Is it that so much of what they sell, both to individuals and to institutions, is so complicated and opaque, that most of the time we don't know when we're being ripped off?
Is it that the rewards in their investment banking operations are so enormous, and the pressures from testosterone fuelled managers are so great, that no human investment banker can be confident of permanently resisting the temptation to cut corners and rig markets.
One for all, and all for one
Well, the bleak truth, Lambert would concede, is that it's all that and probably more.
In fact, Lambert is so persuaded that banks can't be trusted to rise phoenix-like of their individual volition from the savage bonfire of their finances and ethics that he argues there should be no bankers involved in choosing the board of the new standard setting body and that bankers should be in a minority on that board.

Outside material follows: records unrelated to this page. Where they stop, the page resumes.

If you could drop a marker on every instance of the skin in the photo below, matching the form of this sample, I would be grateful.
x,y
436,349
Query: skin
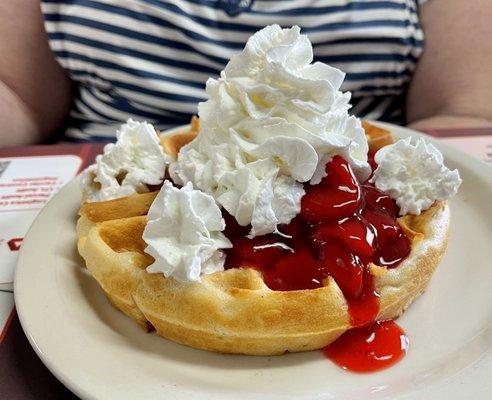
x,y
449,88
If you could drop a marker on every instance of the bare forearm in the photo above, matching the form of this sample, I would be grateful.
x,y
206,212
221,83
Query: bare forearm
x,y
35,91
451,85
17,123
444,121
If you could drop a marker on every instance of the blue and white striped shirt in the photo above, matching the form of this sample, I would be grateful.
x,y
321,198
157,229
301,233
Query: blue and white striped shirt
x,y
150,59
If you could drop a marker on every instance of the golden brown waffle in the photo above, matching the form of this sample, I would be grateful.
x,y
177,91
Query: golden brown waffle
x,y
234,311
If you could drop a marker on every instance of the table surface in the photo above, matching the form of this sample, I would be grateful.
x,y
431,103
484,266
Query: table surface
x,y
24,377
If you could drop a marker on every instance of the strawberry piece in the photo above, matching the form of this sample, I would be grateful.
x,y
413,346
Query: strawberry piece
x,y
346,269
295,271
337,196
353,233
377,200
256,252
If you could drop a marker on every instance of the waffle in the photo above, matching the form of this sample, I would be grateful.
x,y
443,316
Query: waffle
x,y
234,311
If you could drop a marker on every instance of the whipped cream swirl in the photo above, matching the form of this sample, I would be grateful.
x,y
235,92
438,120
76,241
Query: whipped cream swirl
x,y
273,120
184,234
414,175
127,166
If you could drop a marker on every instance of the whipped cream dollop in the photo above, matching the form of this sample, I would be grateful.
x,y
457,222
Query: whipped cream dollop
x,y
414,175
127,166
184,234
273,120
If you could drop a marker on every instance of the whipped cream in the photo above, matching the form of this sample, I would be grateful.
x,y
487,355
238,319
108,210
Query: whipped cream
x,y
273,120
127,166
184,234
414,175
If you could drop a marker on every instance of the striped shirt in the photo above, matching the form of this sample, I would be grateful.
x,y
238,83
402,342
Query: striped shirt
x,y
150,59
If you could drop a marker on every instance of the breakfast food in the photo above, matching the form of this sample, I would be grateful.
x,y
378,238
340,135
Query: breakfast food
x,y
270,232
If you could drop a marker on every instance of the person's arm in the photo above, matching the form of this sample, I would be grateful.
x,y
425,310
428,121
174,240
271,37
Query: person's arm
x,y
34,89
452,85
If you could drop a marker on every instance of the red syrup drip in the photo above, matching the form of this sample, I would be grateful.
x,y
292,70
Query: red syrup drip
x,y
342,227
370,348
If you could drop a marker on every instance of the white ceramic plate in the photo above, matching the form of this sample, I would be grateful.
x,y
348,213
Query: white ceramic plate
x,y
100,354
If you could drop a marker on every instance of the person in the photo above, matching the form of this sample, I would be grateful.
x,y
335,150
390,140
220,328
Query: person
x,y
82,67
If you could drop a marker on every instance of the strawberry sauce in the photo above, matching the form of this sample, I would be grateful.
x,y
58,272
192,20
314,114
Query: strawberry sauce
x,y
342,227
370,348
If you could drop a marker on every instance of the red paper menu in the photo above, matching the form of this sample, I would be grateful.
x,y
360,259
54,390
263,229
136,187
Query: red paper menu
x,y
29,177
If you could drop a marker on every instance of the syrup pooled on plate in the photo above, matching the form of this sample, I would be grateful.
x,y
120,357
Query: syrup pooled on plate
x,y
370,348
342,227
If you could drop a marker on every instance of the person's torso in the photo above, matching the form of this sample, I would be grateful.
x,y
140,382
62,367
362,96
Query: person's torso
x,y
150,59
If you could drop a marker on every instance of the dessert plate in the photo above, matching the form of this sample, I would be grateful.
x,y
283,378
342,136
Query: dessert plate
x,y
99,353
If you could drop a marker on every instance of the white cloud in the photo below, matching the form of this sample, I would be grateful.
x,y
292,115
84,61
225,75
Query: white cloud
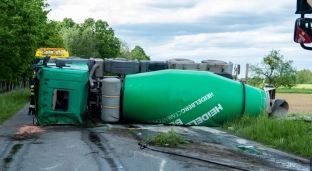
x,y
244,31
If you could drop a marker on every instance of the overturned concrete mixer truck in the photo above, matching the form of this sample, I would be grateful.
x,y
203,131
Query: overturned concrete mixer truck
x,y
177,91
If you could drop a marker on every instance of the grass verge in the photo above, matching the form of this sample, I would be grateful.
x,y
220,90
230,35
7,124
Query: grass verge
x,y
171,139
294,136
294,90
12,102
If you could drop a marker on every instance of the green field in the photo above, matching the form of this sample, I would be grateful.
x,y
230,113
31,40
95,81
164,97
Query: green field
x,y
299,88
294,136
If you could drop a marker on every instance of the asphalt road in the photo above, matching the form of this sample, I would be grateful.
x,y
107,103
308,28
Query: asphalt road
x,y
108,147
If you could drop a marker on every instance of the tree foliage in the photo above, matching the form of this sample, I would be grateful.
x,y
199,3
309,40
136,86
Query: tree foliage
x,y
304,77
139,54
275,70
124,50
90,38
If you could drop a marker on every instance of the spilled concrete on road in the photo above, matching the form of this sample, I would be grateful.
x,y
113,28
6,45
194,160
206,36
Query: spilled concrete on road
x,y
115,147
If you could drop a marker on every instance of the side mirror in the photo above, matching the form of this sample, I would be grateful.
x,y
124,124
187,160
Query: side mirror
x,y
304,7
303,31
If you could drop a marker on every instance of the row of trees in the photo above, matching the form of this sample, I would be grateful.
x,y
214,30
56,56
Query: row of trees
x,y
277,71
24,27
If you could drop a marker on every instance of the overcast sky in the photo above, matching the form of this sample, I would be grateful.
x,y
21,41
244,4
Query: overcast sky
x,y
240,31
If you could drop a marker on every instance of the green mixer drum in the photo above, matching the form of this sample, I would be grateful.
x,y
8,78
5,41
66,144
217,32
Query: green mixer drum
x,y
184,97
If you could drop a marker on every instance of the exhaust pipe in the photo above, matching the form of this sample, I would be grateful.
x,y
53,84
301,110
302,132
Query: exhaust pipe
x,y
275,107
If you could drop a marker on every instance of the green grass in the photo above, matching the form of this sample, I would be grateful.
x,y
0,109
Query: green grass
x,y
294,136
299,88
12,102
171,139
304,86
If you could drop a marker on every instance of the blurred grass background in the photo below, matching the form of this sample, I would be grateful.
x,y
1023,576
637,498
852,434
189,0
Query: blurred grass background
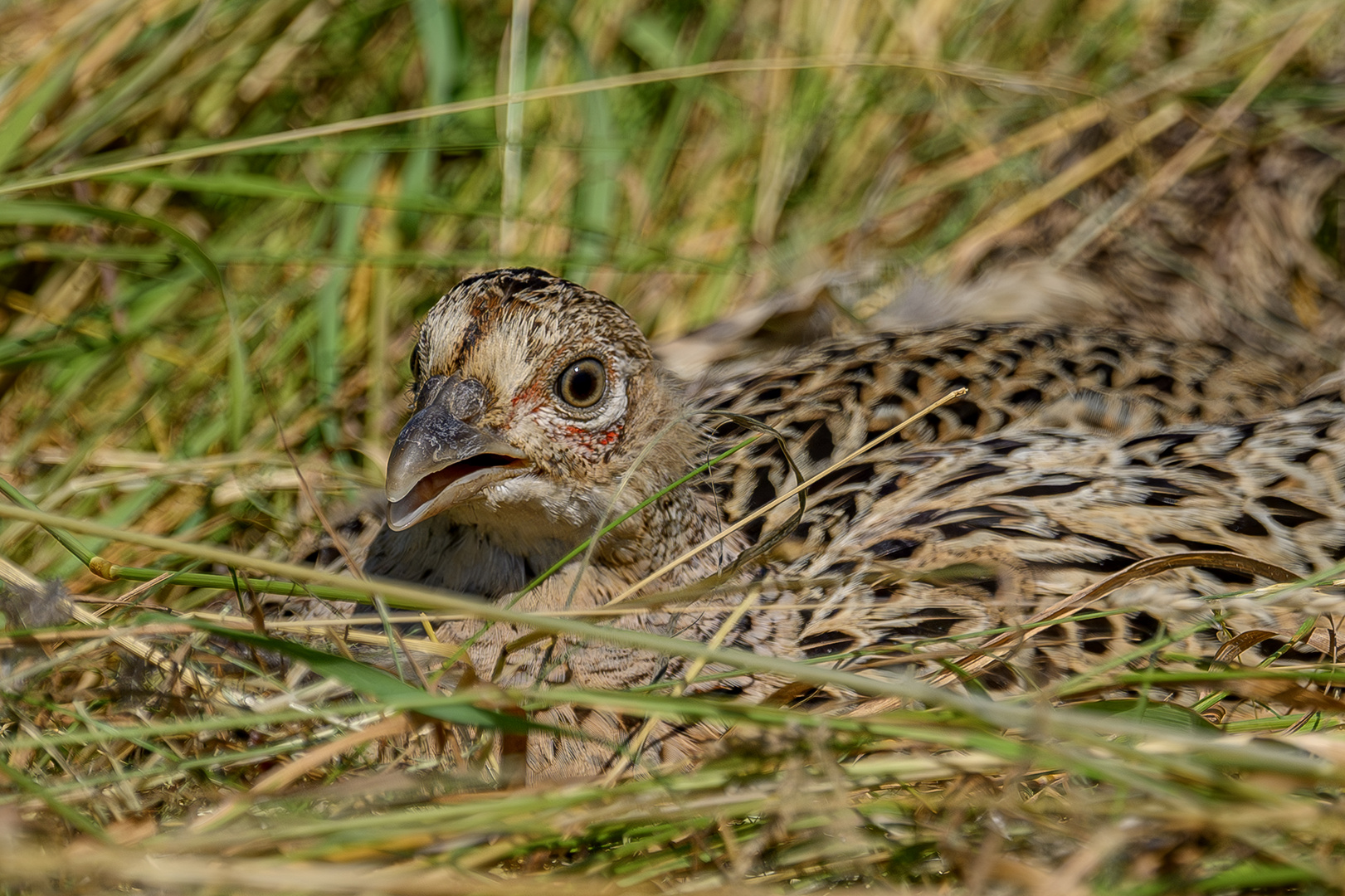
x,y
220,221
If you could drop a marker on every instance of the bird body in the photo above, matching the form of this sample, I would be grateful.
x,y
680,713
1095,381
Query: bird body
x,y
541,415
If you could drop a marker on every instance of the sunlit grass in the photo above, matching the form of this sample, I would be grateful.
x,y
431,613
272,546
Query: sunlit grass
x,y
218,224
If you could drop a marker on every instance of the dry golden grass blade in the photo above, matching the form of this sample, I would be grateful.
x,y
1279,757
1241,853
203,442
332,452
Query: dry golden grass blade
x,y
1221,120
959,259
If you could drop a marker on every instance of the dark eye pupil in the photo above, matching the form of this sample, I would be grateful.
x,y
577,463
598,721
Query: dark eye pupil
x,y
582,382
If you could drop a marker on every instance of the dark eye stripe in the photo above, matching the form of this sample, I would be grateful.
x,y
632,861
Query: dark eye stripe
x,y
582,382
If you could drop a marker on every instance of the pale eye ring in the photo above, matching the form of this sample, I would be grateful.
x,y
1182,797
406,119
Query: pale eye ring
x,y
582,382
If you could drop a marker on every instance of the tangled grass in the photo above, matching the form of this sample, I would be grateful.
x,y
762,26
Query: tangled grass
x,y
218,221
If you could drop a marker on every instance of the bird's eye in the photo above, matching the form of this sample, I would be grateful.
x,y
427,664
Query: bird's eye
x,y
582,382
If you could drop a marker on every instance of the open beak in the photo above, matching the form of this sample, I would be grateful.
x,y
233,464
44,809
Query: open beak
x,y
439,460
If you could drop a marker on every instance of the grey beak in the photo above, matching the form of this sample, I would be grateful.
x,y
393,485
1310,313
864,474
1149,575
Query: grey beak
x,y
435,441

Also, he does not believe the new conduct monitor will succeed unless every bank of any size signs up as a member - and that includes the foreign investment banks operating in the City of London, and the new so-called challenger banks.
His fear is that unless it is one for all and all for one, banks will not force proper behaviour on their respective people, because they will always have the excuse that Mega Bank down the road is still swimming with the sharks and stealing the fastest prey and profit.
Banks' dilemma
And over time Lambert thinks there's a case for every individual banker being able to become a member of this new conduct monitor, and not just the institutions - though he baulks at doing this from day one, because of the organisational challenge of herding tens of thousands of bankers.
So here's the dilemma for the big banks if they follow through on their commitment to broadly do what Lambert proposes.
There is growing political pressure for much more active engagement by regulators in approving all products they sell and in setting prices.
Having conceded via their encouragement of the Lambert plan that the market fails to provide sufficient incentives for them to treat customers fairly and honestly, how do banks resist the argument that the market fails in other more fundamental ways too?